Discoveries, Research, Science

Volcanoes played an important role in the origin of life, scientists say

Jeffrey Bada holds a preserved sample containing amino acids created by a 1958 experiment done by his mentor Stanley Miller. (c) Scripps Institution of Oceanography, UC San Diego.

In 1953, chemists Harold Urey and Stanley Miller conducted one of the most famous experiments of the past century, commonly known as the primordial soup, in which they tried to find out how the first sings of life on Earth surfaced by exposing a mix of gases to a lightning-like electrical discharge to create amino acids. Amino acids are very important because they form proteins, which, in turn, form cellular structures and control reactions in living things.

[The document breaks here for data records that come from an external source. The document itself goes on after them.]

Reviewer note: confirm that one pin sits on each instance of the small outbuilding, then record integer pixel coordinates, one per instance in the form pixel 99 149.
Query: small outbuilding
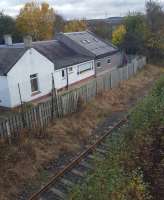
pixel 26 69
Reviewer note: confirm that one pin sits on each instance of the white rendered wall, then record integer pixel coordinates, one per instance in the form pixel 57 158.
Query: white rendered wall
pixel 31 62
pixel 4 92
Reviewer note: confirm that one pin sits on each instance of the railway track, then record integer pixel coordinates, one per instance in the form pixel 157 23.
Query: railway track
pixel 74 173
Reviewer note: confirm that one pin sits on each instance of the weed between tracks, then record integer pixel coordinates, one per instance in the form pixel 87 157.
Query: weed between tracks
pixel 29 164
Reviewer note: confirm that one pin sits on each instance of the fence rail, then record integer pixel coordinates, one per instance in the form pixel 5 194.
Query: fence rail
pixel 38 118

Five years later, in 1958 Miller tried another variation to his experiment by adding to his initial variant hydrogen sulfide, which is spewed by volcanoes. For some reason, the chemist never got around to analyze his results and for last five decades the vile has been shelved away. Jeffrey Bada, Miller’s former student and a Scripps Institution of Oceanography, UC San Diego professor of marine chemistry, discovered the hydrogen sulfide variant of the experiment in Miller’s old lab after he inherited it (Miller passed away in 2007) and analyzed the data with modern equipment and techniques.

The results were remarkable! While Miller’s initial famous experiment concluded the mixture will turn up five organic molecules (amino acids), but the hydrogen sulfide compound combined with light delivered a staggering number of promising molecules: 23 amino acids and four amines, another type of organic molecule. This suggests that volcanic eruptions coinciding with lightning may have played a role in synthesizing a large number of crucial life molecules, and that there may have been a much more abundant variety of organic compound in the early Earth than scientists initially believed.

“Much to our surprise the yield of amino acids is a lot richer than any experiment [Miller] had ever conducted,” says Bada.

Another remarkable finding is that the amino acids in the hydrogen sulfide experiment very much resembles the ones found in asteroids, according to Bada.

It’s somewhat strange trying to figure out why Miller never went around to analyze this sample, but Eric Parker, part of Bada’s team, believes that the “rotten egg”-like odor of hydrogen sulfide is responsible for the shelving.

“When I was working with them by hand I could smell them myself,” Parker said. “It wasn’t so strong that it was overpowering, but it was strong enough to convince me to not stick my nose in front of it again.”

Unpleasant odors aside, the experience was a memorable one.

“It is sort of surreal to hold the sample vial in your hands and look at Stanley Miller’s handwriting on the label,” Parker said. “It was a very unique opportunity to go back in time and look at what he did and be able to use modern analysis techniques to be able to analyze samples produced over 50 years and see what they still contain today.”